Start With the Basics
One of the simplest ways to avoid BSOS without losing impact is to approach existing system hygiene strategically by accelerating upgrade paths and leveraging technology advancements invested in by existing vendors. Integrating systems and data in smart, new ways, or adjusting outdated workflows and configurations to match the current needs, will go a long way and build on the current investment.
Innovation can also come from cultural and operational transformation. This doesn’t necessarily involve technology directly, but instead focuses on how your staff is organized, how they work and how internal customers are treated by adopting agile methodologies and user-centric design thinking. Not only can these approaches help you avoid BSOS and yield results quickly, but they can lay a better foundation for adopting new technology in appropriate ways.
Use Evidence-Based Approaches
Rigorous research, testing and analysis can seem to an innovation-hungry executive more like a dreaded annual physical than an effective method of catalyzing change. But the truth is that it works. If you don’t believe me, you need only look to the leaps and bounds made by the medical device and pharmacological sectors, which are outpacing health IT in terms of impact and adoption.
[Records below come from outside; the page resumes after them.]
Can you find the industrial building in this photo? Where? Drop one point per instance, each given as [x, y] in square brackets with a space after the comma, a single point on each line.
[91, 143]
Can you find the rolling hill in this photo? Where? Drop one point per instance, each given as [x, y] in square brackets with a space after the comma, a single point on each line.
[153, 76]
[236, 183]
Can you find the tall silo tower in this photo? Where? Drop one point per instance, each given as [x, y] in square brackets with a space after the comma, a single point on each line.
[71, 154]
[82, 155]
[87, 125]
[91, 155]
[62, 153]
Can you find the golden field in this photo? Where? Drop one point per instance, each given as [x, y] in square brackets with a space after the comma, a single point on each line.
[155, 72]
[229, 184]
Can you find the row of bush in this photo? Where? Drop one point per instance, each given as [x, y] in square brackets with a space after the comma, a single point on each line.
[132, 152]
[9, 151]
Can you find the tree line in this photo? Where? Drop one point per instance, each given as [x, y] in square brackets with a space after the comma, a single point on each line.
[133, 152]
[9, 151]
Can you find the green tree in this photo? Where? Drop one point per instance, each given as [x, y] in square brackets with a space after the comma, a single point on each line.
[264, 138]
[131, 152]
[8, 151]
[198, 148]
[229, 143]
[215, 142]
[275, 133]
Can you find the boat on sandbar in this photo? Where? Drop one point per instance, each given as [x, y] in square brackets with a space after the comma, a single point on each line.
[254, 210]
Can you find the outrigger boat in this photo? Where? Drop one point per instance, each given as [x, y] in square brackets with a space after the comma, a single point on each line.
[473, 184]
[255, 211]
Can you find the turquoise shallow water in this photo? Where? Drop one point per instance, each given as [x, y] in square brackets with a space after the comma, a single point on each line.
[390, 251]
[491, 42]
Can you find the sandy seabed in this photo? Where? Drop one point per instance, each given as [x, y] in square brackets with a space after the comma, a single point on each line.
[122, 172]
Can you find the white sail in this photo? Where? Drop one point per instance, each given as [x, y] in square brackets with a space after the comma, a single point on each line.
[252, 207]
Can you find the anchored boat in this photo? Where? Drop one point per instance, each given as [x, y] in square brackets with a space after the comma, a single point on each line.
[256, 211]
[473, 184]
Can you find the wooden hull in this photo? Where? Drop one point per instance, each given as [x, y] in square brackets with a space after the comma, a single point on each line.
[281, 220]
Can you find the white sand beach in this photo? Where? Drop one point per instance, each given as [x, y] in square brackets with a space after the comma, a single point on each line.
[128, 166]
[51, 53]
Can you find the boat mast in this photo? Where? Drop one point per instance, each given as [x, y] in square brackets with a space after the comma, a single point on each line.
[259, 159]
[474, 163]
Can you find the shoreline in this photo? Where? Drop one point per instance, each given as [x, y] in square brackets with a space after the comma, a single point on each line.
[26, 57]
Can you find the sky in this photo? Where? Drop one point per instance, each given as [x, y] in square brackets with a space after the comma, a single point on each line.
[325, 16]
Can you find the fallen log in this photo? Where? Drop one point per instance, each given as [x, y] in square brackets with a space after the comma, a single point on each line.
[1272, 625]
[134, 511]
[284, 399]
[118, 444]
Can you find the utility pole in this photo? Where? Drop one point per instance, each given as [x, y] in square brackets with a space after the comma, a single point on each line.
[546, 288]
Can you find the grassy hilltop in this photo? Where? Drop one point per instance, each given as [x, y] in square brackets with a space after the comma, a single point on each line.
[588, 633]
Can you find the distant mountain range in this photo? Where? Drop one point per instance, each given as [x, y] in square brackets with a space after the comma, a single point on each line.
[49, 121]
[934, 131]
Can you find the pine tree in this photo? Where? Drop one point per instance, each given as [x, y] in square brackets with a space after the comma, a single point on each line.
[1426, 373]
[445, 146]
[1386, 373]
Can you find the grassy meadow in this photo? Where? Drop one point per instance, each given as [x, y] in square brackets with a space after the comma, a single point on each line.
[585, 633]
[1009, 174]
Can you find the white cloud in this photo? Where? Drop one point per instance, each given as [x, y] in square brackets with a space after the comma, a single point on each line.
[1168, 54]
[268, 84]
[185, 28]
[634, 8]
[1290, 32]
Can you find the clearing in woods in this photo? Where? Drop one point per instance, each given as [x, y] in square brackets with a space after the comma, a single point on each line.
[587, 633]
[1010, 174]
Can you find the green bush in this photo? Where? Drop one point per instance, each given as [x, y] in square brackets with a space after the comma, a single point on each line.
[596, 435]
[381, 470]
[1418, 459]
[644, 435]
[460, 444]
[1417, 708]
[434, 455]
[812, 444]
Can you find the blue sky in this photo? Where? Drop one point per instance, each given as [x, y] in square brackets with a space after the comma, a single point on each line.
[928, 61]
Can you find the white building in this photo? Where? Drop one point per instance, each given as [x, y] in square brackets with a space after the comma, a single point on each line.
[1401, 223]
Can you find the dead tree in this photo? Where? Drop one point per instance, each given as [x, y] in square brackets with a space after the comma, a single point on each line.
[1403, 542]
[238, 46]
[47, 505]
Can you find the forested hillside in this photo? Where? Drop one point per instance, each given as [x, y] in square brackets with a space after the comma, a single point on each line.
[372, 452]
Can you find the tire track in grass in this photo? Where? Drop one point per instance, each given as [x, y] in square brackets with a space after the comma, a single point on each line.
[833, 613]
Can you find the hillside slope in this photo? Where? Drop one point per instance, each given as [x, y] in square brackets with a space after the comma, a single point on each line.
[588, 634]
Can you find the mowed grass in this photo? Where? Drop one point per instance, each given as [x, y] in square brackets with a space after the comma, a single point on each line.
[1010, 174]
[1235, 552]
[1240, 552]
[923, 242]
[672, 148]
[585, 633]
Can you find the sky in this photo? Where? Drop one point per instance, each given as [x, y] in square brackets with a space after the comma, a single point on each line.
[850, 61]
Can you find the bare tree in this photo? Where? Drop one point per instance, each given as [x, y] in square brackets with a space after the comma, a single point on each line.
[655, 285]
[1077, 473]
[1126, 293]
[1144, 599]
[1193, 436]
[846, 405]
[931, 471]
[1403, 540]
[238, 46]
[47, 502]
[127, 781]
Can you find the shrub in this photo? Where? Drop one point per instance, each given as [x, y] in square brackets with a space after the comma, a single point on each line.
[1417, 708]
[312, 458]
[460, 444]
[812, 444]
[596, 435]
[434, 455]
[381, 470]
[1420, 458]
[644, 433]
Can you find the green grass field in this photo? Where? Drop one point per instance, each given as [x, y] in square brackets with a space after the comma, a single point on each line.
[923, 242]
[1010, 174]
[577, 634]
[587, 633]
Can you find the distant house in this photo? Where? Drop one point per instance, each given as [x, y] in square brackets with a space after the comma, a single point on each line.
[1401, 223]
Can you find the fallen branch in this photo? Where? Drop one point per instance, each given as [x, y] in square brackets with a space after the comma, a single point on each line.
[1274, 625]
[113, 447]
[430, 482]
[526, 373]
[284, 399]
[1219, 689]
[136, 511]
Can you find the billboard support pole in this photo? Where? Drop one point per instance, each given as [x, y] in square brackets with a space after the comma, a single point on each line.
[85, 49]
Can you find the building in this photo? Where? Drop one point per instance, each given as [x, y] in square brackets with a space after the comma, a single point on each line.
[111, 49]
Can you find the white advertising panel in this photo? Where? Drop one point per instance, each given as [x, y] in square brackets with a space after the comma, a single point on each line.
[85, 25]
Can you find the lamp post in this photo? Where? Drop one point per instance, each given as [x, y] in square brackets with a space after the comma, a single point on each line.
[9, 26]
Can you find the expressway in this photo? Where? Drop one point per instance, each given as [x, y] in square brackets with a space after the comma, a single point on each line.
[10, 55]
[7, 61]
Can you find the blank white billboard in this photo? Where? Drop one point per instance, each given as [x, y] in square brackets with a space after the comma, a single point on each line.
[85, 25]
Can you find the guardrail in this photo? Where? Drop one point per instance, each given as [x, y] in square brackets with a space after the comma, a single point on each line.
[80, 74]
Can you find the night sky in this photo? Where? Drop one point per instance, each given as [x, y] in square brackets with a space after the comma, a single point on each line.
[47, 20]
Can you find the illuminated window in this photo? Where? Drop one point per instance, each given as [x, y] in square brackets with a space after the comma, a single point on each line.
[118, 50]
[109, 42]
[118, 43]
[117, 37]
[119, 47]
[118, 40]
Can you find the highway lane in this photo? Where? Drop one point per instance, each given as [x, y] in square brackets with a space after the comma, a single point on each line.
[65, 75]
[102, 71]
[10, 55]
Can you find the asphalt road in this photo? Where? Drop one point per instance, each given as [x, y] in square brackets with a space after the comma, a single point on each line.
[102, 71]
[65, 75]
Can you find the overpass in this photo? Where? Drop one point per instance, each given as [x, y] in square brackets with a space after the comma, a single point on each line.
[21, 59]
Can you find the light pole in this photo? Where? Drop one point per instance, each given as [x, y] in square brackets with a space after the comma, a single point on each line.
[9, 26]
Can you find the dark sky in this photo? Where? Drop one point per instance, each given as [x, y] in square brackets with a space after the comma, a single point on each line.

Though the FDA approval process might seem onerous, it enforces important practices like scientific study, peer review and rigorous monitoring. I am not proposing that all apps in the care continuum should be subject to FDA approval, but buyers should require high levels of evidence of efficacy, information should be shared and deployments should be closely monitored. Groups like NODE Health (Network of Digital Evidence) are working to move this agenda forward because they know how effective it can be.
Build Innovation Before You Innovate
Innovation is not just about deploying cool technology. It starts simply with the intention of an organization to innovate. This needs to be clear and internalized throughout an organization through declarations of some form of “We want to innovate.” Then it’s about building a culture around that seed of intention to support inclusive innovation that cuts across the organization (vertically and horizontally).
This can take the form of inviting new ideas from all corners or simply holding educational events to inform employees about cutting-edge industry developments (and not just for caregivers). From there you can develop a pipeline or set of practices to move projects from identifying needs and ideation to exploration, evaluation and strategy to experimentation and piloting through to deployment and continuous improvement.
This pipeline should be transparent and, like drug development, a narrowing funnel (with key gates along the way) encourages a high volume, acknowledges “failure” as part of the process and — most importantly for our purposes — inoculates against BSOS.
Focus on Impact
The evaluation of any project is going to always be subject to standard ROI analysis. But it’s critical to establish key impact criteria up-front and center them around the two most important personas on the medical stage: patient and caregiver.
How will this impact medical outcomes? How is the patient experience altered? What happens to caregiver engagement and productivity? These existential health care questions should be continually returned to as barometers of value.
Change in health care is destined to feel more like evolution than revolution, but the important part is for it to happen. While the pace of transformation can be frustratingly slow and even disheartening at times, avoiding the temptation of BSOS can help prevent wasting valuable resources and time — a pitfall that can contribute to the feeling of treading water.